Some special prayer requests: Please pray for Alice this week, she has surgery on Thursday for her knee. Pray that the surgery will go well and she will have a speedy recovery. Keep praying for Skylar and that the insurance company will pay for her treatments. Keep praying for church growth and for souls to be saved here in Abilene!

From the Bible

This last Wednesday night I took Bible questions, which we do from time to time. It’s amazing the questions our young people come up with, especially those that are in the Christian School. This last week many of their questions were challenging to answer and rather deep, lol. Here is a question one of our young men asked me a few months ago that I wrote down, that is not really deep but, very practical. The question was “Pastor where should I start reading my Bible?” This is a really good question that a lot of Christians, and especially young Christians deal with. I am very pleased that they were not asking “Should” I read my Bible but, where can I get started?

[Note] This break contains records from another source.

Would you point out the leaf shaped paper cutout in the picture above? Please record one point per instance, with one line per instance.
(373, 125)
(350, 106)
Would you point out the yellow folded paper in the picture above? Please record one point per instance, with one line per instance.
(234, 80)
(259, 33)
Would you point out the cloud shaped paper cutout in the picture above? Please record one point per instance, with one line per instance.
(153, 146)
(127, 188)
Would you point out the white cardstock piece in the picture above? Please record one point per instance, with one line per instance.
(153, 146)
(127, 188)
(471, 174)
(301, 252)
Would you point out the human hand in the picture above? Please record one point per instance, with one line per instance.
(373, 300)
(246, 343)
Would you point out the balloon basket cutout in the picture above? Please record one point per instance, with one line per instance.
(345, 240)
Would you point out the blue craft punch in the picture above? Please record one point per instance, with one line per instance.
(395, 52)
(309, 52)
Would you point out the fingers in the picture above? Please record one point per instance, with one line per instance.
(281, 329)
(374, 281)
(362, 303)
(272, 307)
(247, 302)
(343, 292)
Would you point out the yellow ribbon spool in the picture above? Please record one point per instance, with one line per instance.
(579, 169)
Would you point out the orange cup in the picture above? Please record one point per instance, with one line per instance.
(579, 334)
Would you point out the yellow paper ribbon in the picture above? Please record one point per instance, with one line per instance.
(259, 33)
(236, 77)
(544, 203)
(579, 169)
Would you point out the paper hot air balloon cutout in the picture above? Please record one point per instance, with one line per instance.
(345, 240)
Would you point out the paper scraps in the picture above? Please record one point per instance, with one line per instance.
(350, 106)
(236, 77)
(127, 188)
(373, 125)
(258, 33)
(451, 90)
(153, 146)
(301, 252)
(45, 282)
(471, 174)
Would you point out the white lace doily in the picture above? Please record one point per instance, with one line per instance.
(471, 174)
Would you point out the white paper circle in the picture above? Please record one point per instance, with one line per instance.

First I would say read your Bible and enjoy it. In order to do that, there are places in the Bible that I would not recommend you start. This is the problem with these “Read Through Your Bible in a Year” programs. With most of them you lose interest real quick. Those Old Testament books can be a little boring at first, and hard to wade through. I would suggest that you start in three places. The Gospel of John, GEPC, and Proverbs. This approach will allow you to see what kind of Bible study is most enjoyable to you. So let’s break this down. The Gospel of John is familiar to many, with great stories of Jesus’ earthly ministry. It starts with “In the beginning was the Word,” and moves on the Christ’s earthly ministry including John 3:16. The Gospel of John flows well and is a good read that will encourage many young Christians in their new found faith in Christ. GEPC (Galatians, Ephesians, Philippians, Collisions) are those four small books in about the center of the New Testament. If you want a small book that you could read all the way through in one sitting, a small book that you could wrap your mind around its entirety, then these are good for that. These four books can be more challenging than the Gospel of John. They are little more in depth, more theological. You can read just a few verse in these books and meditate, or read an entire chapter, and go back the next day start over. It takes a while to fully digest the content of these four books. They are good to begin exercising those new Spiritual discernment muscles. The book of Proverbs is fun to read, because it is easy to take the short wise sayings and quickly apply them to your everyday life. Proverbs has no great deep overarching theme except to understand and get wisdom. You may need to get a dictionary (or google it) to understand some of the sayings, but many are readily understood with no further study. There are 31 chapters in Proverbs and many Christians make it a lifetime, daily habit, to read one chapter each day for the day of the month (ie Chapter one on the 1st, and chapter two on the 2nd etc).

These three places which I recommend you start all three at once, will begin to show how and where you most enjoy reading and studying your Bible. You may be the type who likes to dig in a little deeper in the GEPC, or just enjoy the Gospel story of the Gospels, or a daily dose of wisdom from Proverbs. In time you may find yourself taking this three prong approach to your reading and study everyday. In time, as your Spiritual muscles grow, you will forge on to other great, and more challenging, adventures in your Bible. One day your will even appreciate Leviticus, and see the mind of God and the principle of the Gospel in the law. You will learn to enjoy the beauty of Hebrew poetry or the challenges of understanding Revelation. I hope this encourages and challenges yo to get into your Bibles! And when you have questions, come to church and ask them. By they way, the fact that our young people ask “where to read” tells me why they have the most questions to ask on question night. God bless you all!